Não foi assim, tinha treze anos de idade mas passei a desempenhar os serviços de ajuda na cozinha e na limpeza da casa. Quando, depois de um dia de trabalho, regressava ao meu refúgio, levava comigo o desespero, o cansaço e a vontade de ser livre. Mas sobre as grades da cama tinha uma campainha que tocava de dia ou de noite, sempre que alguém precisava dos meus serviços.
Pele primeira vez, conheci a família que servia.
A Senhora era tão fria como um bloco de gelo, até para um filho de dois anos, gerado sem amor e permanentemente indisposta com outro filho que carregava no ventre.
O marido Dr. Frederico, era um homem mais simpático mas passava o tempo em viagem, dizia, cuidando das propriedades da família.
Conheci uma simpática senhora, a Dona Mercedes, tia da dona da casa e que era convidada de vez em quando, como ela me dizia, apenas para completar o lugar, eventualmente, vazio na mesa.
A Dona Mercedes fora professora. Gostava de mim e eu gostava dela. Foi com ela que, às escondidas fui lendo e estudando. Tinha quinze anos de idade e a Dona Mercedes preocupava-se com o meu futuro. Falou-me muitas vezes que teria que evitar o Dr. Frederico. Ele não é boa gente a aproveitará a tua inocência para abusar de ti. Tem sempre a porta do teu quarto fechada e sem não tiveres chave utiliza a cadeira como segurança. Ao ouvires alguém tentar entrar, grita com toda a força, alguém te poderá ajudar.

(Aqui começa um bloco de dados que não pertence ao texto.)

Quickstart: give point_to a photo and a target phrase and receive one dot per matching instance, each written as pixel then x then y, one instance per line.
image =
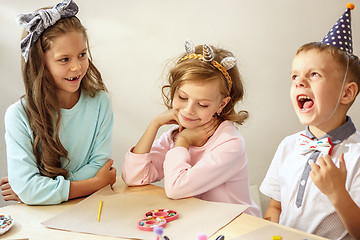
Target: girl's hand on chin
pixel 197 136
pixel 167 117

Eu confiei naquela bondosa senhora e contei o meu desejo de fugir. Ela deu-me um cartão com a morada da filha, e algum dinheiro, recomendando que devia fugir de casa e procurar a morada da filha. Ela me ajudaria.
Dona Mercedes pediu ajuda para a criança perdida naquela casa. Era o filho dos Patrões, uma criança triste com pouco mais de quatro anos e eu passei a ser para ele o colo amigo, que ele nunca conhecera.
Ele era o irmão que eu não tivera e a quem contava as histórias que ia lendo nos livros que a Dona Mercedes me dera.
Mas Dona Mercedes partiu, e eu fiquei chorando. Só o Paulito pegava na minha mão e me pedia para não chorar. E dizia entre lágrimas que estaria sempre comigo.
Deveria ter fugido naquele dia. Mas tive medo e deixei-me ficar presa nos braços de uma criança.
Mais tarde, o Dr. Frederico passou a vigiar-me de perto, com o pretexto de também acompanhar o filho. À noite e por mais do que uma vez, dei por ele rondando a porta do meu quarto. Mas eu tinha seguido o conselho da Dona Mercedes, a porta estava fechada e trancada com uma cadeira.
Foram dois anos de pavor, de inferno. Até que um dia, tinha acabado de fazer dezasseis anos
Bárbara parou. A frase ficara inacabada e a seguir o vazio.
As páginas seguintes tinham sido arrancadas, mas teve um pressentimento de que conseguiria completar a história de Madalena, a sua Mãe. Precisava apenas de juntar alguns detalhes e confirmar com outra pessoa. E sentia que essa pessoa teria de ser o Paulo José, que ela conhecera no Canadá durante as férias de verão. Não queria saber mais pormenores, só o suficiente para fechar o livro das recordações. A atracção que sentira por Paulo era a voz do sangue, disso deixara de ter dúvidas. Paulo seria seu irmão de Pai.
Foi um dia de Natal que nunca mais esqueceu. Mas pouco a pouco a sua vida iria retomar o seu caminho e o coração estava agora livre.
Pensava como a vida nos reserva surpresas. Decidira partir para bem longe mas foi de facto, ao encontro com o destino. E como a Mãe lhe aconselhara, iria fazer por esquecer, desta vez disposta a correr ao encontro do amor.